Australian data scientists are using virtual reality modelling to learn how to attack the operation and reproduction of coronavirus.
Dr Michael Kuiper at Data61, the digital research arm of Australia’s CSIRO, says three-dimensional simulation has made it possible to observe the mechanics of the virus’s spike protein, the protruding sections of the coronavirus cell that latches onto human cells and contaminates them.
“All the spiky bits that you see in all the images – that's the spike protein,” he told The Australian.
Dr Kuiper is a biomolecular modeller at Data61. He says he takes the structural data of proteins and molecules and simulates their operation on computers. Now he can also visualise them in 3D in VR.
Australian data scientists at Data61 are using virtual reality modelling to learn how to attack the operation and reproduction of coronavirus https://t.co/vKyeFsqgWJ #Coronavirus #COVID19 #virtualreality #VR @australian @Data61news pic.twitter.com/mIpVlIRZrf
— Chris Griffith (@chris_griffith) June 17, 2020
“We take these components and we put them into lifelike environments, so we include things like water and ions,” he says. “It’s basically Newtonian mechanics. We simulate how these components move, and then we use programs to visualise this.”

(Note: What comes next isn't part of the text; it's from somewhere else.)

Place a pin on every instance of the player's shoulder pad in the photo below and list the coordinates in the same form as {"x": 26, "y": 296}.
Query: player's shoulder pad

He says his aim is to observe in detail the operation of the virus’s spike protein and then look at the possibility of inserting another substance that it will latch onto instead of a human cell. This would stop the virus spreading.
He said virtual reality had “changed the game” in structural biology. “Once you understand how the virus is constructed, you can start to figure out how the virus actually attaches to the human cell, and how it could be stopped by drugs.”
He says that when coronavirus infects a cell, it starts making the machinery to help it replicate and make more virus. He says coronavirus is a “very finesse machine”, so if you can inhibit any part of the process, you can slow its replication and maybe even stop it reproducing,
His approach therefore is to examine doing this from a mechanical perspective. “We are trying to understand that initial process, what makes the virus attach in the first place, and how specific that is.”
He says it makes a huge difference being able to examine a 3D object in three dimensions, which is what virtual reality allows.
“This is the wonderful thing with VR technology. If you imagine looking at a CAD drawing of an engine … on a two dimensional screen, it's always going to be two-dimensional,” he says.
“You can rotate it around, so it gives you a sense of 3D but it's not true 3D.
“When you step into virtual reality, you're basically seeing stereoscopic vision so all of a sudden you see the objects, right before you, and you can actually hold on to those objects and manipulate them as if they were floating in air in front of you.”
He says VR also was enhancing international collaboration. He can discuss the virus with other scientists across the world who are all in the same virtual room looking at the same virus.
He said the aim is to design “an inhibitor molecule” or peptide that can interfere with the spike protein’s operation. He says a number of people have been trying this strategy.
“There are specially made molecules which basically are trying to bind to the virus, instead of the virus binding to a human cell. We're trying to trip up the virus and slow down the infection rate.”
He says the research is taking into account the different strains of coronavirus.
He says Data61’s research is feeding into the CSIRO’s broader effort into combating coronavirus.